I have created a coffee table made out of Oak with a Maple inlay of a full size guitar. Along with a set of end tables with a guitar and drums. (Pine with oak in lay)

I want to start building more pine tables with 1/8 thick oak inlay. I am curious about the different movement in the wood and causing it to pop the inlay out. 

When I was in school I was told just do it out of veneer but I am not set up to do that and people like the look of the solid wood top and inlay.

I know if I align the grain of the inlay with the table top it will help the grain grow and shrink together, but what if I was putting in an inlay that is cross grain from the top?

I was a website were you can see some pictures of the inlay stuff it is verteramofurniture dot com

Also do any of you have a chart of wood movements?

Thanks

Marcus


----------



## dovetail_65 (Jan 22, 2008)

Marc I work with inlay all the time.

The best way is to make the inlay separately, adhere a ply backer to the inlay using adhesive and a vacuum press.
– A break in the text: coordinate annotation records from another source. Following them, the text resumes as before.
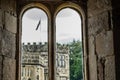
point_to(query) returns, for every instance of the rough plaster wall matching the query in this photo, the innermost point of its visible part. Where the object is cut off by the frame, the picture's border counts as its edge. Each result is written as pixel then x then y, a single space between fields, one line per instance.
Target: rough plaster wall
pixel 100 40
pixel 8 31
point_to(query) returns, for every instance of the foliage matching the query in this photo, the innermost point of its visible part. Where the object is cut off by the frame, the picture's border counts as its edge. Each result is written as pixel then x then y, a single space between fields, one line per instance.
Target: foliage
pixel 75 60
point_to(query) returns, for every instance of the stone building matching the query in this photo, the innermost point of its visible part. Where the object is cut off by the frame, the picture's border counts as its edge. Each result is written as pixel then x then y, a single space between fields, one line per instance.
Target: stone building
pixel 34 62
pixel 100 28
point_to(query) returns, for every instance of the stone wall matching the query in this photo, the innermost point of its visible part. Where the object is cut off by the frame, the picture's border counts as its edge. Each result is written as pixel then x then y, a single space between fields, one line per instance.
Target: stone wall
pixel 100 40
pixel 8 29
pixel 103 39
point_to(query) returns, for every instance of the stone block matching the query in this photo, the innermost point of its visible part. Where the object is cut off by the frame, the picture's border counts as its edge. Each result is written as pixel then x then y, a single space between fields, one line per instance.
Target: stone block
pixel 98 23
pixel 8 44
pixel 97 6
pixel 110 68
pixel 10 23
pixel 93 67
pixel 9 69
pixel 104 44
pixel 91 45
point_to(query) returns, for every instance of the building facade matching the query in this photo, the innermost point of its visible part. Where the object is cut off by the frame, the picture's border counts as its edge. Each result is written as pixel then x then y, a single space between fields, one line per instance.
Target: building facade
pixel 34 62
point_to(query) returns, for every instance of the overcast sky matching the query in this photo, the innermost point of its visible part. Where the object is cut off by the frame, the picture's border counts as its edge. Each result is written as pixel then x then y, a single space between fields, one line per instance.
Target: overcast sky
pixel 68 26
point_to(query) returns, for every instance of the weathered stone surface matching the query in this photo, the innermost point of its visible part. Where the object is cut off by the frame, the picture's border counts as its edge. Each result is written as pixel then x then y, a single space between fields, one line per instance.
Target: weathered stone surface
pixel 91 45
pixel 9 69
pixel 1 16
pixel 110 68
pixel 93 67
pixel 9 6
pixel 100 68
pixel 98 23
pixel 0 41
pixel 98 6
pixel 104 44
pixel 0 67
pixel 10 23
pixel 8 44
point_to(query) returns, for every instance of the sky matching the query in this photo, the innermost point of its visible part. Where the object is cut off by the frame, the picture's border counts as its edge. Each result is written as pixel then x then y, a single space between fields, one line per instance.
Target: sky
pixel 68 26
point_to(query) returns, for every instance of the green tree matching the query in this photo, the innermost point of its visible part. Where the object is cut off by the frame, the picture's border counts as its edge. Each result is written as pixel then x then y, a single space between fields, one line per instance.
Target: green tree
pixel 75 60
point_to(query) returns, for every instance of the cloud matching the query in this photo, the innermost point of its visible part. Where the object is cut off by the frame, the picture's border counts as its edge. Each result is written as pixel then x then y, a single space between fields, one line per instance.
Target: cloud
pixel 35 14
pixel 67 12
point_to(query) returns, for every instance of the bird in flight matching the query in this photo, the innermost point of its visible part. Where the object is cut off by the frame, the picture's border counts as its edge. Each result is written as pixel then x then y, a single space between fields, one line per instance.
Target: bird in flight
pixel 39 23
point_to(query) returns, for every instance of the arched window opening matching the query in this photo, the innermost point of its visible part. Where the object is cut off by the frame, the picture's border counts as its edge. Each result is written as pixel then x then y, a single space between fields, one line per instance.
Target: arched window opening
pixel 34 47
pixel 69 45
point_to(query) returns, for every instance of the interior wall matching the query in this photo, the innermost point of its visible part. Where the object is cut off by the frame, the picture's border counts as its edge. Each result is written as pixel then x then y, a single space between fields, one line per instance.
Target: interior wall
pixel 103 38
pixel 100 40
pixel 8 26
pixel 116 32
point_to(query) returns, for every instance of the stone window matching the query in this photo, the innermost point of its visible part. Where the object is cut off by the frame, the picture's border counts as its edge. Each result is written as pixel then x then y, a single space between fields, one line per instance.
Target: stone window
pixel 54 60
pixel 62 61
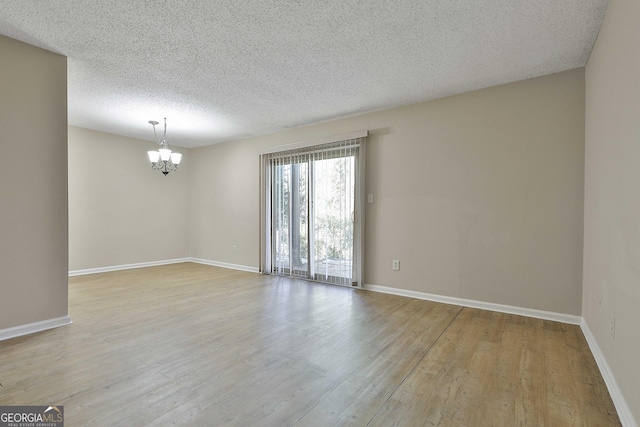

Now the entire inlay will grow and shrink as a unit, if it does at all. 

Drop this inlay into the table and at most you will get very slight gaps between the inlay and table top at the outer edge of the inlay, but probably none as the ply does not move very much. Or you can make the entire top of the table this same way.

It definitely will never pop out using this method.


----------



## verteramofurniture (Feb 16, 2009)

Thanks Nick
What you are describing sounds like you are veneering a panel and using that for the insert? The pine in the table top will still move. I would have thought that it would be worse since the table top is moving and the insert is not at all. At least if they are both wood it will move more closely together?.?.

Have you done wood inlay in a wood top? How thick is your wood part of the inlay usually?


----------



## Ralph Barker (Dec 15, 2008)

This might be helpful:

http://www.woodbin.com/calcs/shrinkulator.htm

Choosing species that have similar movement indexes may help, too.


----------